Congratulations! Your support has been successfully sent to the author
Le fauteuil rouge, Scènes 36 et 37 

Le fauteuil rouge, Scènes 36 et 37 

Published May 11, 2024 Updated May 11, 2024 Adventure
time 7 min
0
Love
0
Solidarity
0
Wow
thumb 0 comments
lecture 88 readings
0
reactions

On Panodyssey, you can read up to 10 publications per month without being logged in. Enjoy7 articles to discover this month.

To gain unlimited access, log in or create an account by clicking below. It's free! Log in

Le fauteuil rouge, Scènes 36 et 37 

Scène 36

Cette nuit-là, Debbie rêva qu’elle passait à la télévision après avoir publié une monumentale biographie du célèbre Mezz « Finger » Wasp. Miss Gym Tonic et SJP, assises au premier rang, applaudissaient à tout rompre. Stef et Amaury se promenaient dans les coulisses d’un immense théâtre, absorbés par de mystérieuses recherches.
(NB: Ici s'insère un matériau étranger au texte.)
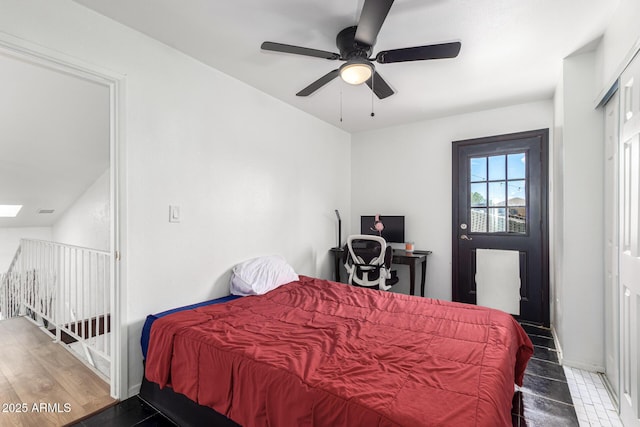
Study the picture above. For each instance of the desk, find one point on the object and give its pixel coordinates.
(400, 256)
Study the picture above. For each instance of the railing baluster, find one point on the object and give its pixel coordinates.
(67, 286)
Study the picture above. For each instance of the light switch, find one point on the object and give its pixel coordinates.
(174, 213)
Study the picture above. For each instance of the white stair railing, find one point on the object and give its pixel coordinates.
(67, 287)
(9, 289)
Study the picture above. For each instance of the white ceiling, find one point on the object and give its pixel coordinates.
(512, 50)
(54, 139)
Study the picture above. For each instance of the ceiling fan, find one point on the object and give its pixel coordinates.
(356, 45)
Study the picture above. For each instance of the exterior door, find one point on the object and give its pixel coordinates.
(500, 202)
(630, 245)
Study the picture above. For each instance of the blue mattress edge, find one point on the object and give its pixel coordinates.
(146, 329)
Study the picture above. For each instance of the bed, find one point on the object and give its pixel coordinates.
(318, 353)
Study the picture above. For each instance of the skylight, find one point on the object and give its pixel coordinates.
(9, 211)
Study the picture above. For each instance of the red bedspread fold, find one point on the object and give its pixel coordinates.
(320, 353)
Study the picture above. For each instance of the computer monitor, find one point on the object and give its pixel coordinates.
(393, 227)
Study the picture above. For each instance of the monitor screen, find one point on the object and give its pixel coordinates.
(393, 231)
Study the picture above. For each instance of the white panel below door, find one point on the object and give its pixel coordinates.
(498, 279)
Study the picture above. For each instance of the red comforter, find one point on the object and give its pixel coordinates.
(320, 353)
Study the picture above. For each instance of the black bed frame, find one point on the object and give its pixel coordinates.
(180, 409)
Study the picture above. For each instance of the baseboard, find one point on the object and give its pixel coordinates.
(134, 390)
(556, 341)
(580, 365)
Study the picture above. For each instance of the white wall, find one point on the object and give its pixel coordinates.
(621, 37)
(10, 240)
(251, 175)
(87, 221)
(406, 170)
(581, 280)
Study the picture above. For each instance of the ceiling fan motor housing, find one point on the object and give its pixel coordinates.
(349, 47)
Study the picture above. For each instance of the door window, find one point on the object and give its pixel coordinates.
(498, 191)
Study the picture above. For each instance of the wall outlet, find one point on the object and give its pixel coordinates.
(174, 213)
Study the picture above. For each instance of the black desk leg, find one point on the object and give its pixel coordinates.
(336, 266)
(412, 277)
(424, 276)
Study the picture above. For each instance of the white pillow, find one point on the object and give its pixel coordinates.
(258, 276)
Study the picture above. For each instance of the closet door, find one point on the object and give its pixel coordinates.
(630, 244)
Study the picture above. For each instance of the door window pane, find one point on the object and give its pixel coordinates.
(516, 166)
(497, 193)
(478, 169)
(478, 220)
(497, 169)
(479, 194)
(517, 193)
(497, 220)
(517, 220)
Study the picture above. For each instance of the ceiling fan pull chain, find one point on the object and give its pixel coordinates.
(373, 81)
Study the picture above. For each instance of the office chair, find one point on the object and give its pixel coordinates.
(368, 262)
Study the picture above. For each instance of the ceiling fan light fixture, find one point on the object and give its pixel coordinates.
(356, 71)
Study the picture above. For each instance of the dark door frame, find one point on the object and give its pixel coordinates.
(543, 134)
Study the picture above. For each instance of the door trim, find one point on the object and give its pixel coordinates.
(55, 60)
(543, 134)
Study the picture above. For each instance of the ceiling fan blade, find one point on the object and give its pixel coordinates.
(319, 83)
(297, 50)
(379, 86)
(373, 14)
(419, 53)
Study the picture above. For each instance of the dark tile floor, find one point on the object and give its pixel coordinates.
(543, 400)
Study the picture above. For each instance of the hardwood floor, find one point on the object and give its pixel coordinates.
(42, 383)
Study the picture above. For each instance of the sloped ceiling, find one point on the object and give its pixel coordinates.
(511, 52)
(54, 139)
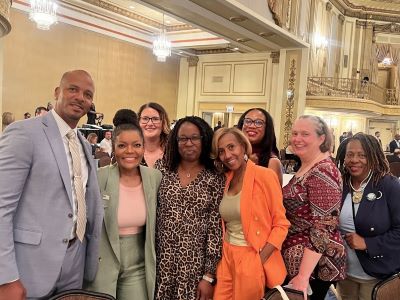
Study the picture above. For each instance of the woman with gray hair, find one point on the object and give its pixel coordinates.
(313, 251)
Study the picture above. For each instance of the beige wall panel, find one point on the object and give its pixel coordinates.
(249, 78)
(216, 79)
(125, 75)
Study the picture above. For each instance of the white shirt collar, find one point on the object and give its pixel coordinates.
(62, 125)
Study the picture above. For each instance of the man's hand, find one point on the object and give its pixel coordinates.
(12, 291)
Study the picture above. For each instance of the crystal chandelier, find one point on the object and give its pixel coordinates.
(44, 13)
(162, 46)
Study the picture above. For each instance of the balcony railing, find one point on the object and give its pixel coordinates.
(351, 88)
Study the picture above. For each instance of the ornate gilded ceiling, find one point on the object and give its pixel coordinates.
(379, 10)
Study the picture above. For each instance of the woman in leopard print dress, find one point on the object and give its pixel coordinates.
(188, 234)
             Debbie avait apprivoisé le fauteuil, témoin muet de leurs conversations. Plus d’une fois, elle avait résisté à l’envie de se retourner pour surprendre Déborah allongée, le regard moqueur, une coupe de champagne à la main. Jamais ils ne se rencontraient ailleurs que sur la terrasse.  Un après-midi d’orage, il rapprocha la table de la porte-fenêtre et un éclair illumina un instant le salon. Accroché à un mur, un grand portrait de Paul Goncalves lui adressa un sourire enjôleur. Ce fut la seule fois où elle entrevit l’intérieur. Le vieil homme gardait son mystère en lui parlant d’un monde disparu qu’il meublait de mille détails pour mieux s’y dissimuler. Parfois, il prenait un malin plaisir à dévier le cours de la conversation

— Vous profitez de la mer, malgré tous ces touristes ?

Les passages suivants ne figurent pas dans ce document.